There are two ways to restore UCP:

  1. On a manager node of an existing Swarm which does not have UCP installed. In this case, UCP restore will use the existing Swarm.
  2. On a Docker engine that isn’t participating in a Swarm. In this case, a new Swarm is created, and UCP is restored on top.

You only need to be sure that UCP is not running on the manager you are trying to restore. If UCP is running, you should uninstall it first.

The following example shows how to restore UCP from an existing backup file, presumed to be located at /tmp/backup.tar (replace <UCP_VERSION> with the version of your backup):

$ docker container run --rm -i --name ucp \
  -v /var/run/docker.sock:/var/run/docker.sock  \
  docker/ucp:<UCP_VERSION> restore < /tmp/backup.tar

If the backup file is encrypted with a passphrase, provide the passphrase to the restore operation(replace <UCP_VERSION> with the version of your backup):

$ docker container run --rm -i --name ucp \
  -v /var/run/docker.sock:/var/run/docker.sock  \
  docker/ucp:<UCP_VERSION> restore --passphrase "secret" < /tmp/backup.tar  

The restore command may also be invoked in interactive mode, in which case the backup file should be mounted to the container rather than streamed through stdin (replace <UCP_VERSION> with the version of your backup):

$ docker container run --rm -i --name ucp \
  -v /var/run/docker.sock:/var/run/docker.sock \
  -v /tmp/backup.tar:/config/backup.tar \
  docker/ucp:<UCP_VERSION> restore -i

After you successfully restored UCP, you can add new managers and workers the same way you would after a fresh installation.

DTR Restore

You only need to restore a replica from a backup if your DTR has a majority of unhealthy replicas. Otherwise, you can remove the unhealthy replica and use the join command to add it again to the cluster.

For a DTR restore:

  • UCP must be up and running and healthy. You do not have to stop any running replicas.
  • You must restore DTR on the same UCP cluster where you’ve created the backup. Do not try to restore on a different UCP cluster; all DTR resources will be owned by users that don’t exist, so you’ll not be able to manage the resources, even though they’re stored in the DTR data store.

You can restore the DTR metadata with the docker/dtr restore command.
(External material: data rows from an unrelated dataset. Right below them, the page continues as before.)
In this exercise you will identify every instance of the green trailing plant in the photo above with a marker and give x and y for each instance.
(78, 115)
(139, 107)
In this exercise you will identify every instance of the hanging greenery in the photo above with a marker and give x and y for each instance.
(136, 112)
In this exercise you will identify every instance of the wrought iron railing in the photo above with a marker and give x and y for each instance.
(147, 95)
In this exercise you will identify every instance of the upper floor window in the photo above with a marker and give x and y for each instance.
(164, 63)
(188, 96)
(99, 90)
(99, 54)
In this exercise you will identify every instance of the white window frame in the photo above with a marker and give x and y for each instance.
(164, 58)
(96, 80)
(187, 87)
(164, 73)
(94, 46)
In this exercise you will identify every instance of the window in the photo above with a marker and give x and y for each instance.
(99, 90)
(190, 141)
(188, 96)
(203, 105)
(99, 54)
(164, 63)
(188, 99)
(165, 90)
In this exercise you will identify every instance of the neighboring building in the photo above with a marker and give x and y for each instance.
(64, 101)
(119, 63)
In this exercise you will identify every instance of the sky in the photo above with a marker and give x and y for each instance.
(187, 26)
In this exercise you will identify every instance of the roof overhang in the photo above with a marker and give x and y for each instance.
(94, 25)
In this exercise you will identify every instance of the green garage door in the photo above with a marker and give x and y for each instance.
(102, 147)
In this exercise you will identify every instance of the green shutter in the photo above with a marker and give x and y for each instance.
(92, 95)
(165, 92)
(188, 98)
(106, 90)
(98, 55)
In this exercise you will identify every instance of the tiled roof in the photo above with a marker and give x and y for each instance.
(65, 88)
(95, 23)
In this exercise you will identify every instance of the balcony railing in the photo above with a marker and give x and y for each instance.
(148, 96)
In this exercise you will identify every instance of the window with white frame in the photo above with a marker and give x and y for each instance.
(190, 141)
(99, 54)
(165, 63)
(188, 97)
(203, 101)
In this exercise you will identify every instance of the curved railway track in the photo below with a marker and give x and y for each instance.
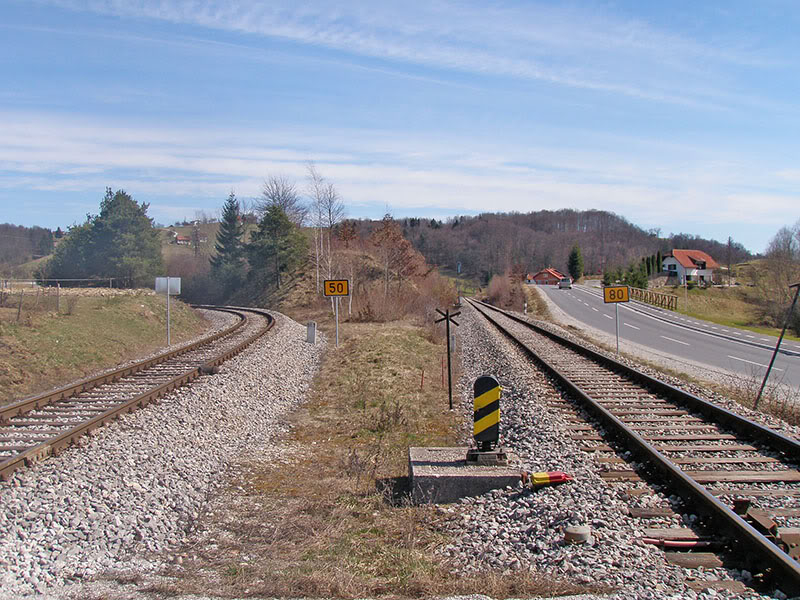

This performs a fresh installation of DTR and reconfigures it with the configuration created during a backup (replace <DTR_VERSION> with the version of your backup):

$ docker run -i --rm \
  docker/dtr:<DTR_VERSION> restore \
  --ucp-url <UCP_URL> \
  --ucp-insecure-tls \
  --ucp-username <UCP_USERNAME> \
  --ucp-node <HOSTNAME> \
  --replica-id <REPLICA_ID> \
  --dtr-external-url <DTR_EXTERNAL_URL> < backup-metadata.tar

If you are using a NFS backend storage for the images data, add the argument --nfs-storage-url <NFS_STORAGE_URL> on the restore command line. This will restore the metadata with your NFS backend configured.

If you’re scanning images, you now need to download the vulnerability database. The vulnerability database is not part of the DTR backup.

If you had DTR configured to store images on the local filesystem (not recommended for production), you can extract your backup:

$ tar -xzf backup-images.tar -C /var/lib/docker/volumes

If you’re using a different storage backend, follow the best practices recommended for that system. When restoring the DTR metadata, DTR will be deployed with the same configurations it had when creating the backup.

If you are using a NFS backend storage for the Images Data, add the argument --nfs-storage-url <NFS_STORAGE_URL> on the restore command line. This will restore the metadata with your NFS backend configured.

After you successfully restore DTR, you can join new replicas the same way you would after a fresh installation.